In the benchmark below, we show the time and memory to perform a basic workflow of data import, normalization, variable gene selection, and PCA. We reproduce the PCA results of existing tools to within numerical precision, starting from raw counts1.

Note that Seurat in this plot crashes on the 1.3M cell dataset due to R sparse matrices not supporting over roughly 2 billion non-zero entries in a matrix. By utilizing Seurat v5’s BPCells integration, it is possible to perform analyses on million cell datasets without downsampling.

Bitpacking compression

Counts matrices (RNA or ATAC)

Single cell counts matrices are stored as sparse matrices. With traditional formats like AnnData or 10x hdf5 feature matrices, there is an inherent tradeoff between storage size and speed of loading. Gzip-compressed files are small, but slow to read.

BPCells uses bitpacking compression to provide 4-6x smaller storage for counts matrices compared to an uncompressed binary format (e.g. AnnData’s default h5ad settings2). A single thread can load the matrix data faster than reading uncompressed data in many cases, due to the smaller data size and extremely fast decompression3.

Benchmark storing + loading a 1.3M cell RNA-seq experiment from 10x Genomics.

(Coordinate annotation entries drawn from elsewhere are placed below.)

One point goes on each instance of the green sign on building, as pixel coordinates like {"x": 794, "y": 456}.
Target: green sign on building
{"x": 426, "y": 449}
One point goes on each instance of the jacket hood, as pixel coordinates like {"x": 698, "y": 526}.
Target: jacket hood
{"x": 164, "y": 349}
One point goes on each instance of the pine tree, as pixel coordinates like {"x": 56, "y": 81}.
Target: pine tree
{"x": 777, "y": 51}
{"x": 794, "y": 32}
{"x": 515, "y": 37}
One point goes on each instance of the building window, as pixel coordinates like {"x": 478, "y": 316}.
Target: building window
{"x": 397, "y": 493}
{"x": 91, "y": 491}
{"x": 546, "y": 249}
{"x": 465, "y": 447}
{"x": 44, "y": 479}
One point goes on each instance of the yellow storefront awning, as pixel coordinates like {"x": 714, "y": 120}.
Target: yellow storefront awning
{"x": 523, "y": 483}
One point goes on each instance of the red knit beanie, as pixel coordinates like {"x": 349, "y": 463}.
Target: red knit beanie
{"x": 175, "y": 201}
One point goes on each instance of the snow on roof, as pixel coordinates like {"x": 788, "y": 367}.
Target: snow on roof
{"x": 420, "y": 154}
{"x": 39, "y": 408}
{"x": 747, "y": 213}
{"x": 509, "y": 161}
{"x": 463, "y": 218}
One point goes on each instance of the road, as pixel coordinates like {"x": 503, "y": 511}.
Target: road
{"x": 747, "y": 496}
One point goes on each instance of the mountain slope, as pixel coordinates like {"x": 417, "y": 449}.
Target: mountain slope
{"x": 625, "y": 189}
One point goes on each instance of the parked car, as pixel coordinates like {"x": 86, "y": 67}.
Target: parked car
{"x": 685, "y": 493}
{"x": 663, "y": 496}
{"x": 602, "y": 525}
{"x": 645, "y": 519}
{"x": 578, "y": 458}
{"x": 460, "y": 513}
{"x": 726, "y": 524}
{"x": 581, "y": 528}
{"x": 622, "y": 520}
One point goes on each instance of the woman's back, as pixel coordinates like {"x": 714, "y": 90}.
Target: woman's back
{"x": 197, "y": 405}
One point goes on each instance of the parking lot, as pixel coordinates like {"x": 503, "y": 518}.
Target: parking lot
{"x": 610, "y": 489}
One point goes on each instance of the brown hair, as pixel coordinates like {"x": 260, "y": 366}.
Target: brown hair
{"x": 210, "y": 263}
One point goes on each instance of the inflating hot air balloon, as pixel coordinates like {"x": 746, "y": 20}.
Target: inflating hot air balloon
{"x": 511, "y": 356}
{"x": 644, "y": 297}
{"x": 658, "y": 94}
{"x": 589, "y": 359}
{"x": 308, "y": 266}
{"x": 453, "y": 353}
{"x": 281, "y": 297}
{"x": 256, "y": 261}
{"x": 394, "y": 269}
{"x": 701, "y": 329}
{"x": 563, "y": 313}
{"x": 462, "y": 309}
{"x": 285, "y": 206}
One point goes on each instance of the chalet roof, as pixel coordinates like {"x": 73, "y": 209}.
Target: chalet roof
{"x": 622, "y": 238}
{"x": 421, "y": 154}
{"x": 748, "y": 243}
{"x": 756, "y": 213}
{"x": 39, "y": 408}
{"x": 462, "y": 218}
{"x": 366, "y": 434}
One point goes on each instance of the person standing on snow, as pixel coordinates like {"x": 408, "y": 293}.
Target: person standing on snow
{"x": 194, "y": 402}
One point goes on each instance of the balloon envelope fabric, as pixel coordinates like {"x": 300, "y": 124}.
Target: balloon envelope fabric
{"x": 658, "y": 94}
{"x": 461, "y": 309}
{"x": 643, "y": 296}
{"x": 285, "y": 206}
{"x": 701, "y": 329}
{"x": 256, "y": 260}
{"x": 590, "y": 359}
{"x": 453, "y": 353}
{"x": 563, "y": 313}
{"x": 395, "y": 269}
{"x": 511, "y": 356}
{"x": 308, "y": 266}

Fragment alignments (ATAC)

Single cell ATAC-seq data is stored as lists of fragment alignments, including chromosome, start+end coordinates, and cell ID. The storage space for the BPCells bitpacked format is about 2x smaller than a 10x fragments.tsv.gz file. The storage format includes a lightweight genome-position index to enable fast loading of data from a selected genome location.

BPCells can decompress about 70 million fragments per second with a single core, compared to about 5 million fragments per second with a 10x fragments.tsv.gz file (14x faster). Compared to ArchR arrow files, BPCells is also about 2x smaller with ~10x faster import times from fragments.tsv.gz files.

ATAC-seq overlap calculations

BPCells stores fragments in a genome-indexed format that also enables fast seeking by genome location. This helps for visualization of selected genomic loci, as well as fast calculations of cell x peak matrices. It is often necessary to re-quantify the cell x peak matrices from fragments when comparing datasets with different original peak calls. Our implementation is about 40x faster than ArchR when calculating overlaps at 100k peaks across the genome, and over 500x faster when calculating overlaps at just 10 peaks. This is due to the fact that BPCells has fragments sorted by genome coordinate, whereas arrow files sort by cell then genome coordinate.

Our peak matrix overlap calculation runs at a rate of about 25 million overlapping fragments per second, which is fast enough that it would bottleneck on I/O speed rather than computation when reading from a 250MB/s hard drive if bitpacking compression were not available to reduce the I/O bandwidth.